Scientists at the University of Hawai‘i at Mānoa have found marine fungi that can degrade plastic, presenting innovative solutions for mitigating oceanic plastic pollution. Some fungi can even be trained to speed up the degradation process.
Researchers at the University of Hawai‘i at Mānoa have found that several species of marine fungi have the impressive ability to degrade plastic. This breakthrough, led by Ronja Steinbach, who was a marine biology undergraduate student in the UH Mānoa College of Natural Science at the time, brings promising potential for addressing one of the most pressing environmental issues — plastic pollution in the ocean.
“Plastic in the environment today is extremely long-lived, and is nearly impossible to degrade using existing technologies,” Steinbach said in a news release. “Our research highlights marine fungi as a promising and largely untapped group to investigate for new ways to recycle and remove plastic from nature. Very few people study fungi in the ocean, and we estimated that fewer than 1% of marine fungi are currently described.”
Plastic waste, characterized for its durability and utility, presents significant environmental hazards. When exposed to sunlight, heat and physical force, plastics disintegrate into harmful microplastics.
These microplastics not only threaten marine ecosystems but can also attract and concentrate toxic chemicals, such as phthalates and bisphenol A. Furthermore, marine animals can ingest these plastics, leading to potential starvation through malnutrition.
Understanding the gravity of the situation, with roughly 625,000 garbage trucks worth of plastic entering the ocean annually, innovative solutions are vital.
Previous studies have shown that some bacteria and terrestrial fungi can degrade plastics, but the UH Mānoa team’s focus on marine fungi could spark a paradigm shift. These marine fungi were isolated from diverse marine environments around Hawai‘i, such as sand, seaweed, corals and sponges.

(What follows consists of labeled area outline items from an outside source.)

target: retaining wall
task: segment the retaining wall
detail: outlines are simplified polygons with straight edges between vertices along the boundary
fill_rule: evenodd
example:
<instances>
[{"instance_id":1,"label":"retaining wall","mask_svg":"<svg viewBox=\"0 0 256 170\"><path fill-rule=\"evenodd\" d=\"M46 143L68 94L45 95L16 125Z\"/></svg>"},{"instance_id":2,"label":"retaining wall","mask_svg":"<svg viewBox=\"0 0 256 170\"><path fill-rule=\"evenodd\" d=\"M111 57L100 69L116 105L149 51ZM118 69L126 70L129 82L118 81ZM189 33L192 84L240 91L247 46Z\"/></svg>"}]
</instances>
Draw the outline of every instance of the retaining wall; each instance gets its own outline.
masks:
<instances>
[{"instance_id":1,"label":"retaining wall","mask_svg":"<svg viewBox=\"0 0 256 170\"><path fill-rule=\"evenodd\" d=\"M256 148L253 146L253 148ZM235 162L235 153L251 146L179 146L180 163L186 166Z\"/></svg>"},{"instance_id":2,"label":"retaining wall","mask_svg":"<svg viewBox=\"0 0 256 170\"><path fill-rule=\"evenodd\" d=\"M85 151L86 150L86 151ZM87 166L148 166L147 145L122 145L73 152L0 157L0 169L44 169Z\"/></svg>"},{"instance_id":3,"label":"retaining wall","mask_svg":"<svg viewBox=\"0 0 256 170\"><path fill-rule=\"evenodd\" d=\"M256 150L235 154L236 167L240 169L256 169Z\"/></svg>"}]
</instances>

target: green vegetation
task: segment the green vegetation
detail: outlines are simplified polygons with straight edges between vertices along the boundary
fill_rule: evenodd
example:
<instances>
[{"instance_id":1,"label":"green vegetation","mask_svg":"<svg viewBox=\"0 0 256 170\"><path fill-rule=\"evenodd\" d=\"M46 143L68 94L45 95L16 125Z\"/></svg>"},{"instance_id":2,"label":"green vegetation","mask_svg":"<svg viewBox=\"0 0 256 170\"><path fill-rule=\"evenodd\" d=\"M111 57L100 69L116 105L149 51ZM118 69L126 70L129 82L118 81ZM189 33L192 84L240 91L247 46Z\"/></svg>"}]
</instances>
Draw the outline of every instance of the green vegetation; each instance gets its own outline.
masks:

“Fungi possess a superpower for eating things that other organisms can’t digest (like wood, or chitin), so we tested the fungi in our collection for their ability to digest plastic,” added co-author Anthony Amend, a professor at UH Mānoa’s Pacific Biosciences Research Center who heads the lab where the research was conducted.
The researchers tested these fungi by placing them in small dishes filled with polyurethane — a common plastic used in various products. They observed whether and how quickly the fungi degraded the plastic. Remarkably, more than 60% of the fungi showcased some capacity to consume plastic and convert it into fungal biomass.
“We were shocked to find that more than 60% of the fungi we collected from the ocean had some ability to eat plastic and transform it into fungi,” Steinbach added. “We were also impressed to see how quickly fungi were able to adapt. It was very exciting to see that in just three months, a relatively short amount of time, some of the fungi were able to increase their feeding rates by as much as 15%.”
Given Hawai‘i’s proximity to the North Pacific Subtropical Gyre and the infamous Great Pacific Garbage Patch, the importance of this discovery cannot be overstated.
The UH Mānoa team is now extending their research to evaluate whether these fungi, and potentially others, can degrade different types of plastics, such as polyethylene and polyethylene terephthalate, which represent even larger sources of marine pollution.
The team’s future plans also involve examining the cellular and molecular mechanisms enabling these fungi to degrade plastic compounds.
Steinbach shared the team’s broader vision, adding: “We hope to collaborate with engineers, chemists and oceanographers who can leverage these findings into actual solutions to clean up our beaches and oceans.”
The findings, published in the journal Mycologia, open new avenues for potential large-scale biotechnological applications aimed at reducing plastic waste in marine environments. What once seemed an insurmountable challenge now hints at a promising solution rooted in nature itself.